The atypical antipsychotics have a strong presence in the bipolar disorder pipeline, despite the presence of 13 atypical antipsychotic products, as well as generics, already being on the market for managing acute manic symptoms. Pipeline agents will therefore need to demonstrate significant advantages over currently available products to best compete in the market, a point emphasised by key opinion leaders (KOLs) interviewed by GlobalData. One way these agents can differentiate themselves is through their safety profiles, as the marketed atypical antipsychotics are associated with effects on metabolic parameters (such as weight gain, hyperglycaemia and dyslipidaemia) and extrapyramidal symptoms (dystonia, akathisia, Parkinsonism and tardive dyskinesia).

KOLs agreed that despite intense competition, space remains in the bipolar disorder market for atypical antipsychotics with significantly improved safety profiles. Even with improvements in safety, the lack of novelty in this approach means that new atypical antipsychotics are likely to result only in incremental advances in treatment efficacy, especially for products that are reformulations of existing drugs, such as risperidone extended release (ER) and aripiprazole controlled release (CR), both of which are in Phase I development.

Beyond the atypical antipsychotics, there are a variety of novel mechanisms of action (MoAs) in the bipolar disorder pipeline that developers are hoping will offer improved efficacy and safety compared with available products. These new MoAs provide a point of difference for developers looking to enter this competitive market, and they may also be used to target new patient sub-populations in which competition is lower. For example, if they reach the market, Celon Pharma’s Falkieri (esketamine) would become the first approved treatment for treatment-resistant bipolar depression, while NRX Pharmaceuticals’s Cyclurad (cycloserine + lurasidone) would become the first approved treatment for acute suicidal ideation or behaviour associated with bipolar depression. There is a high unmet need for effective treatments for bipolar depression, and suicide rates are higher in bipolar disorder patients than in the general population, so these are important patient populations to be targeting.

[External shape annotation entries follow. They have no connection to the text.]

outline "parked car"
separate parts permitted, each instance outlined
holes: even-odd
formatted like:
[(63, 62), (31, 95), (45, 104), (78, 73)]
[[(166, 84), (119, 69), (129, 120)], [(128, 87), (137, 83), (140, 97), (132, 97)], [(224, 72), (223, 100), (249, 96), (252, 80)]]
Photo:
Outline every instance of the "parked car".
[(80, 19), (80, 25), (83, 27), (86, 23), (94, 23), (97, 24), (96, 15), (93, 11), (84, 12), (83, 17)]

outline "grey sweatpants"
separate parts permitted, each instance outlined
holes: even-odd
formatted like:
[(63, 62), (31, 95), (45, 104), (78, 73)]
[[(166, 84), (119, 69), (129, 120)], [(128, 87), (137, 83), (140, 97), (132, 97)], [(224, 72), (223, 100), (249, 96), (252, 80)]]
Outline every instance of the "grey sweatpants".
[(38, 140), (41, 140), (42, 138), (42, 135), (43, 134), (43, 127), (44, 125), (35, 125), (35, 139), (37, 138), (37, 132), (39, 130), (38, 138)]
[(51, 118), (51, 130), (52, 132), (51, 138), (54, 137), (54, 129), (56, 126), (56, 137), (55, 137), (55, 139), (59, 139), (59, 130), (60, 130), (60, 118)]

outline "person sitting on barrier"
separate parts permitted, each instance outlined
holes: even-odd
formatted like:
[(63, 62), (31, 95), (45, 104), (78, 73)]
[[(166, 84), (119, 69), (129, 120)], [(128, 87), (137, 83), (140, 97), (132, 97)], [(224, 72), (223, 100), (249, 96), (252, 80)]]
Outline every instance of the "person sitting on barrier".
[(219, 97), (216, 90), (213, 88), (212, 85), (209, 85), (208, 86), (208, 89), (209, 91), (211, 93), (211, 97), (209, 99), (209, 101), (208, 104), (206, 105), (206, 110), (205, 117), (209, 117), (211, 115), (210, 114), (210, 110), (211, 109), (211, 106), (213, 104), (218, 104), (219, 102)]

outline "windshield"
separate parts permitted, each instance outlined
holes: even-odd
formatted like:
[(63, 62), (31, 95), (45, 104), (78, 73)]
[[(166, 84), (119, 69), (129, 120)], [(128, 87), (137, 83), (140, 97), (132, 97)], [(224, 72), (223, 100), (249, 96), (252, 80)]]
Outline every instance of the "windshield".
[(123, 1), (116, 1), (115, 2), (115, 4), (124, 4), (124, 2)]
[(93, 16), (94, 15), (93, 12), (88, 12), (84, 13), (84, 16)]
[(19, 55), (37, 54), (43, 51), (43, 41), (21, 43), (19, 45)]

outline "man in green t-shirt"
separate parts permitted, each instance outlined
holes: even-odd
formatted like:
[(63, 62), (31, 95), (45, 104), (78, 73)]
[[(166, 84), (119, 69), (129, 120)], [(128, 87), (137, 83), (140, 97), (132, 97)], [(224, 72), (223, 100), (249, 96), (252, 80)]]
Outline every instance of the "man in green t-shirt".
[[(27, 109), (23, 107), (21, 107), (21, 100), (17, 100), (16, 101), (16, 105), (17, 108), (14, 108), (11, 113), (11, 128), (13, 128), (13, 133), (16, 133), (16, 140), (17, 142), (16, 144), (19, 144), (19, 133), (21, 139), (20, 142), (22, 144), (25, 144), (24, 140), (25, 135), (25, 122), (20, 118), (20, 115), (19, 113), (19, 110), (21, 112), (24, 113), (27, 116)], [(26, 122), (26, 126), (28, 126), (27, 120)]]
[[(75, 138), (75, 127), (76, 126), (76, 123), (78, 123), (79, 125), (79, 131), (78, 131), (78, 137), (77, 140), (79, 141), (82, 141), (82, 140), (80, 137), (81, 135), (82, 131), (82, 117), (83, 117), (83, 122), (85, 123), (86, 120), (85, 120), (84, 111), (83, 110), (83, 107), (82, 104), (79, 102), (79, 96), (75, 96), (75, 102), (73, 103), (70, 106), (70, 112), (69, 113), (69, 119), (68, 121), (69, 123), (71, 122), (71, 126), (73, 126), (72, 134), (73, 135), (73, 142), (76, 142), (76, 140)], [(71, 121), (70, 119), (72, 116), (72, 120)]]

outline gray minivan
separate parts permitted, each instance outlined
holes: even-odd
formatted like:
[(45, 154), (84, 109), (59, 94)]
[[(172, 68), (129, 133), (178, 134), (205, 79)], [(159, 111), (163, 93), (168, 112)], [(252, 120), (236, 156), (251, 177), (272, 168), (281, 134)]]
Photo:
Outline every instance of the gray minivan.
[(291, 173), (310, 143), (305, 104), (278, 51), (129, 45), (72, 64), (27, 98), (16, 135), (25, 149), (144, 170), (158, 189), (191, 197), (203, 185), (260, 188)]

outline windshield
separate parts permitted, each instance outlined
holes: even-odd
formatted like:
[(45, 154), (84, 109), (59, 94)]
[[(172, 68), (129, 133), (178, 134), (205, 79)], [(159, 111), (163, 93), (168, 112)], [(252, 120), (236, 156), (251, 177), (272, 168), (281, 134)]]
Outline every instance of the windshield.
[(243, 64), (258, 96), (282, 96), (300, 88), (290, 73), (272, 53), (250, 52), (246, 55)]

GlobalData anticipates that six products in the late-stage pipeline will enter the bipolar disorder market prior to 2030. These products are BioXcel Therapeutics’ dexmedetomidine, Vanda Pharmaceuticals’ Fanapt (iloperidone), Jina Pharmaceuticals’ endoxifen, Cyclurad, Sunovion Pharmaceuticals’ SEP-4199 (amisulpride), and Falkieri. In addition, Intra-Cellular Therapies’ Caplyta (lumateperone) received US Food and Drug Administration (FDA) approval for the treatment of depressive episodes associated with bipolar I or II disorder last month and is expected to launch later this year.

Although there are several promising agents in the pipeline, it is unlikely that lithium will be replaced as the gold standard treatment for bipolar disorder, given its efficacy in treating both bipolar mania and bipolar depression, as well as the fact that it is effective for both acute and maintenance therapy. It is also unlikely that these agents will alter the treatment paradigm. It is more likely that they will become supplementary options that can be added to existing treatments or used when more established therapies fail.